Good management is everything to a business. From enterprises that are owned by the government to those belonging to a certain family all are exposed to poor management. When the business is performing well, everyone wants a piece of it. When things go wrong, everyone wants to distance themselves.

The more the business grows, the more managing it gets harder. You have to find the right people, who you can trust, and this is not always easy.  
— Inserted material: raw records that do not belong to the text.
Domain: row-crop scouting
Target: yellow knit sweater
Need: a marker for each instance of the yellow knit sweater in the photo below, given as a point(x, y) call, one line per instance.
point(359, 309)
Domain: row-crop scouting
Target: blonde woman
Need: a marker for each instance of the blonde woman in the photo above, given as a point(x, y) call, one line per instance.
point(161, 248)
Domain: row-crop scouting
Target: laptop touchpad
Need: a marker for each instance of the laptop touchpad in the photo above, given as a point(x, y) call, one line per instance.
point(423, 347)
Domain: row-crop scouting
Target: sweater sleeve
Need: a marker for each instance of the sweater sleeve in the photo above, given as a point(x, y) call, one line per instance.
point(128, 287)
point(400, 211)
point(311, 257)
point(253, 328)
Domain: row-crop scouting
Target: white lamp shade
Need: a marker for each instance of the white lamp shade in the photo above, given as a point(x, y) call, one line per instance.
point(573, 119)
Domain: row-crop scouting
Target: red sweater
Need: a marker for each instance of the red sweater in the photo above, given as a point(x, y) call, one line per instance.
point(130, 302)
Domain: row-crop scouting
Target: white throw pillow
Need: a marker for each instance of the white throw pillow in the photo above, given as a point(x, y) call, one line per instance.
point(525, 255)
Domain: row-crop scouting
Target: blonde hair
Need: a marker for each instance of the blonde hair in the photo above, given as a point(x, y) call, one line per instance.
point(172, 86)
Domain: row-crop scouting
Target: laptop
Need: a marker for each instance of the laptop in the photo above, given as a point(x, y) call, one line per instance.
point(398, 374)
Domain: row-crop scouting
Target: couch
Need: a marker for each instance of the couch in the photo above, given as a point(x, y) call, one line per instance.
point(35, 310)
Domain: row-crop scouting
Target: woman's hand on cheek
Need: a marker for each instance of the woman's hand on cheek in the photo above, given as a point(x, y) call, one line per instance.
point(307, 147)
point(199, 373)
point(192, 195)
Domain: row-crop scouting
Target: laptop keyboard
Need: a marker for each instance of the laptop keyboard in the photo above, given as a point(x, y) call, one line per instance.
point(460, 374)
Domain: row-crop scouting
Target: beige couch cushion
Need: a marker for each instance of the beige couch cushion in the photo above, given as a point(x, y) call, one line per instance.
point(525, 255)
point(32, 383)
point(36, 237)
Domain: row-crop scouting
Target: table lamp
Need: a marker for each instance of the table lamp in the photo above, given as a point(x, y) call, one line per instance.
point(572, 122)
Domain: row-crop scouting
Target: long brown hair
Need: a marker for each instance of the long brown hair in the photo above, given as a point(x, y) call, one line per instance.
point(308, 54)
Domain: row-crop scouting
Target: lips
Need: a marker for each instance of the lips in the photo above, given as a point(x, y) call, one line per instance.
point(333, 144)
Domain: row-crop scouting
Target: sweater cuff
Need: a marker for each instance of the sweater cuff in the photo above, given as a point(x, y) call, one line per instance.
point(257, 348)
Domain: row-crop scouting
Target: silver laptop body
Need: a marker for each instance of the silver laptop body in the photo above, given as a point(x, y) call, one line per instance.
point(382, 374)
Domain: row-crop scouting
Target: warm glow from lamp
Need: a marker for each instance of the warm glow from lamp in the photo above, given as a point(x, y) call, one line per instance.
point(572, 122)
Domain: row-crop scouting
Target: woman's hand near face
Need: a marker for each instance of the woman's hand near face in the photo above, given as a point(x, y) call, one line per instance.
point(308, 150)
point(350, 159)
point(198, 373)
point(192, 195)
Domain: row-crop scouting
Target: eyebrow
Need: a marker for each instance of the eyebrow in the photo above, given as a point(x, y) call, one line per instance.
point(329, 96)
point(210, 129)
In some cases, when there are wrangles in a family-owned enterprise, the members involved each siphon money so that if the business goes south, they would have something for themselves.

  1. Fast Expansion

Aggressive expansion of a business does not guarantee the growth of the business financially. Such expansions help in establishing the brand name. Expansion is something that is planned with an aim of filling a gap and satisfying a need. Nowadays it is commonplace to find supermarkets crowded in one place. Not everybody buys their goods in the supermarket, others prefer the small retail shops which may be convenient for them. The expansion comes with a lot of financial duties. The rent, more employees and suppliers to pay.       

With malls sprouting in Kenya, supermarket owners get space in the malls and hurriedly set up shop. What they don’t know is that such malls create a false sense of the potential market. To some, shopping malls are like parks. They just go to take leisure walks and buy ice cream and popcorn as they take selfies.

Small supermarkets that are hardly known tend to have a longer life span than the bigger brands. These are mostly managed by the entrepreneurs themselves and if they expand, they make sure to oversee the expansion themselves.

 4. Market Saturation

Every supermarket wants to be on the market. With so many of them, the competition if often very high. Some come up with good offers to maintain visibility and be on top of the competition. This often works against business finances.

The circle seems to be repeating itself. A new promising brand comes up and establishes its presence. It expands, but soon enough it is in debt and if they are lucky, some foreign investor comes to their rescue. After some time, the foreign investor also announces the exit, just as experienced with Ukwala supermarket which was acquired by Choppies from Botswana.  Once such businesses end, many people lose their jobs, suppliers incur losses and investors became skeptical about investing in such enterprises in the future.